Physical AI makes industrial robots easier to deploy
The article discusses how physical AI is helping manufacturers by narrowing the gap between desired automation and current capabilities. Evan Beard, co-founder of Standard Bots, highlights that physical AI allows robots to learn through demonstration, bypassing traditional programming. This advancement enables the automation of complex tasks that were previously considered difficult for robots.
U.S. manufacturing employment has fallen from nearly 20 million workers in 1979 to about 13 million today. Standard Bots co-founder and CEO Evan Beard put that figure in front of the House Science, Space, and Technology Committee’s Subcommittee on Research and Technology in April 2026, during a hearing titled ‘Robots Made in America: Advancing U.S. Leadership in Manufacturing and Automation.’ His argument: robots have to get easier to deploy before that trend can turn.
Beard, who founded Standard Bots in 2017 alongside James Cordle and David Golden, spoke to the Association for Advancing Automation’s Automate publication about where physical AI fits into that picture. The core problem he describes is familiar to any operations team that has priced out an automation project: the robot itself is only part of the cost. Programming, integration, and the time required to retrain a system when a product changes are often what make projects unworkable.
Physical AI is his proposed answer to the programming and retraining problem. Instead of writing code for every motion, an operator guides the robot through a task using a handheld device or via teleoperation. The robot records the movement and converts it into training data for an AI model, which then runs the task autonomously. Beard draws a direct line from large language model advances to this capability, telling Automate that the same progress behind tools like ChatGPT is now reaching the physical world.
Two buckets: known applications and ‘impossible jobs’
Beard organizes the automation opportunity into two distinct categories. The first covers jobs where robots are already proven: machine tending, welding, palletizing, painting. Standard Bots is competing in those markets, but on the premise that deployment should be cheaper and faster than it has been.
The second category is what he calls impossible jobs.
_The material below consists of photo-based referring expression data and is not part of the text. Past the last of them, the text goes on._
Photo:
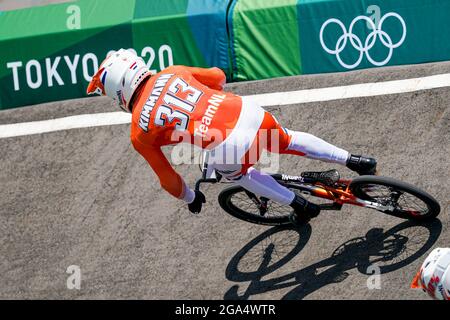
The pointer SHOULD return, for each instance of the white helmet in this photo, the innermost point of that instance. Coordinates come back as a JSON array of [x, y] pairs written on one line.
[[434, 275], [119, 76]]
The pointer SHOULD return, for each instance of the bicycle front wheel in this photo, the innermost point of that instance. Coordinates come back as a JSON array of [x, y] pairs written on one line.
[[408, 201]]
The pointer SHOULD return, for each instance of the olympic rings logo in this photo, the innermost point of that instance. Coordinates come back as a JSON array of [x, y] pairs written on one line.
[[357, 43]]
These are tasks manufacturers have been told by integrators are either not technically feasible or not economically justified once integration costs are included. Variation is usually the reason. A robot programmed for one specific object, surface, or orientation often cannot handle small deviations without reconfiguration.
Beard described an automotive example to illustrate how physical AI changes the math. A task needed to be completed within a one-minute station time, a cycle-time constraint that had historically ruled out automation. Using the demonstration-based approach, the robot learned the job, identified the relevant work area, and completed the task within the required window. The same principle, he argues, applies to handling new object sizes or shapes the robot has never seen, because the underlying AI model can extrapolate rather than fail.
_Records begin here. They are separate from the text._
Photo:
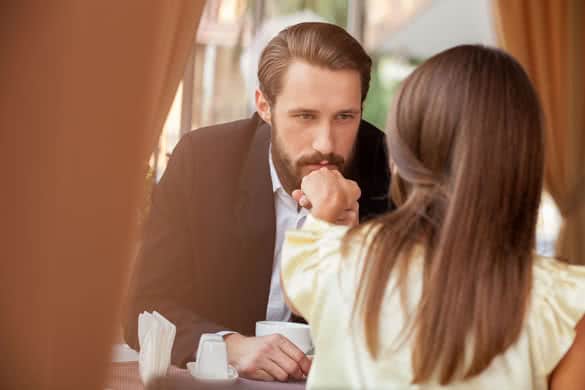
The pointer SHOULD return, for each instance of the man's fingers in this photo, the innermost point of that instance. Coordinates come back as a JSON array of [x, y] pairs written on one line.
[[297, 355], [305, 202], [297, 194], [262, 375], [274, 370]]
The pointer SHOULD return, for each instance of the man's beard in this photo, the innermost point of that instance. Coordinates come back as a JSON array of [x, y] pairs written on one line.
[[290, 172]]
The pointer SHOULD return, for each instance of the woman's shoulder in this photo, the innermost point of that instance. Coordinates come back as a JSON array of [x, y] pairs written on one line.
[[558, 304]]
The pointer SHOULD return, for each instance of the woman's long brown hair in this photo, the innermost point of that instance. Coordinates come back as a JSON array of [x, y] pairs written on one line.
[[466, 139]]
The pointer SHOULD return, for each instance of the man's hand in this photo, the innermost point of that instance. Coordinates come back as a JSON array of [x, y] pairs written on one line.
[[267, 358], [330, 197]]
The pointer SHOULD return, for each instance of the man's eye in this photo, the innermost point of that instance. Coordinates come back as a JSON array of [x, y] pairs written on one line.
[[345, 116]]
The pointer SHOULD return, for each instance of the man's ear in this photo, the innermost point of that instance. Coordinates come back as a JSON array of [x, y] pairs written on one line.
[[263, 107]]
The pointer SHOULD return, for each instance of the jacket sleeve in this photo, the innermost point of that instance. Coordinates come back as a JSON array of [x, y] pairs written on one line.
[[164, 274]]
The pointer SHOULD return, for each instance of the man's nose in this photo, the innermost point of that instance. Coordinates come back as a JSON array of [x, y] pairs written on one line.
[[323, 141]]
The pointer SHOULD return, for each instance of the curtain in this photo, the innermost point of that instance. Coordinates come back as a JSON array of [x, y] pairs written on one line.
[[548, 38], [86, 86]]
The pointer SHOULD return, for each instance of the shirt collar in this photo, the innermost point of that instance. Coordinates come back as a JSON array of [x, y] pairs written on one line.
[[276, 184]]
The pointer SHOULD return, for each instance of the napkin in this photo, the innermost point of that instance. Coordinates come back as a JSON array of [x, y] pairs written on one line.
[[156, 336]]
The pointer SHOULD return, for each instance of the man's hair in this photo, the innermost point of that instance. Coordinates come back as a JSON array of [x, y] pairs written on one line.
[[321, 44]]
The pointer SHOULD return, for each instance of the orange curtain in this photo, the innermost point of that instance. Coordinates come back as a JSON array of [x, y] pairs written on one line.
[[548, 38], [85, 88]]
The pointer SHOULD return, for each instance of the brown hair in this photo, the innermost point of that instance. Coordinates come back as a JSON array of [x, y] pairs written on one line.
[[321, 44], [466, 138]]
There’s this other bucket of tasks. These are the tasks that if you call your integrator, you say, ‘Hey, can you do this?’ This is just not possible, or it’s going to be so dramatically cost-prohibitive that you wouldn’t even consider it., Evan Beard, co-founder and CEO, Standard Bots, via Association for Advancing Automation
Domestic manufacturing and the support question
Standard Bots manufactures its robots in the United States. Beard frames this not only as a supply chain or policy point but as a practical service consideration. An American-made robot, he told Automate, comes with an American support team that can be reached when something goes wrong on the floor. For operations leaders managing uptime, that distinction has a direct cost implication.
That perspective carried into his April testimony, where he appeared alongside A3 President Jeff Burnstein. Both argued for a more coordinated national robotics strategy, pointing to other countries that established robotics policies earlier and now hold dominant positions in the global market.
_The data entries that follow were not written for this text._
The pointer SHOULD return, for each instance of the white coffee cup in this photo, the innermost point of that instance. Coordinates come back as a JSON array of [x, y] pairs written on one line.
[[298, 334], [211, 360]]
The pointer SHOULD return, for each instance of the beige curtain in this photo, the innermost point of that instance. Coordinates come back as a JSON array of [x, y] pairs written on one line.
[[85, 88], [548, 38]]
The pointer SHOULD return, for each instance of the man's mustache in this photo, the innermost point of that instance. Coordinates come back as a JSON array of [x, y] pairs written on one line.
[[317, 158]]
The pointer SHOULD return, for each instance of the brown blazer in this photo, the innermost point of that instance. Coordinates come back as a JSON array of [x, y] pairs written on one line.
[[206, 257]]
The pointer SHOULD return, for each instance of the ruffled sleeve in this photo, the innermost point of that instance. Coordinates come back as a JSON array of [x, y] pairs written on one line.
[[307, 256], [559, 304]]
Beard also framed the accessibility problem in terms of scale. The industries and tasks that most need automation, by his account, are still largely untouched. Most manufacturers have at least one process they would automate if the cost, complexity, and risk were manageable. Physical AI’s value proposition is that it lowers each of those three barriers at once.
What this means for your team
- Audit your ‘impossible jobs’ list: tasks previously rejected because of variability, cycle-time constraints, or integration cost may now be viable candidates for physical AI-enabled robots. Bring specific examples to vendor evaluations.
- Ask vendors about demonstration-based programming in your RFP process. Request documented cycle times for changeover and retraining when a product variant or process step changes.
- Factor in domestic support availability when comparing total cost of ownership. Response time for on-floor technical issues affects uptime and should appear in your vendor scoring criteria.
- Watch the policy environment. Congressional attention on domestic robotics manufacturing, as seen in the April 2026 hearing, may affect incentive programs, procurement preferences, or sourcing requirements relevant to your capital planning.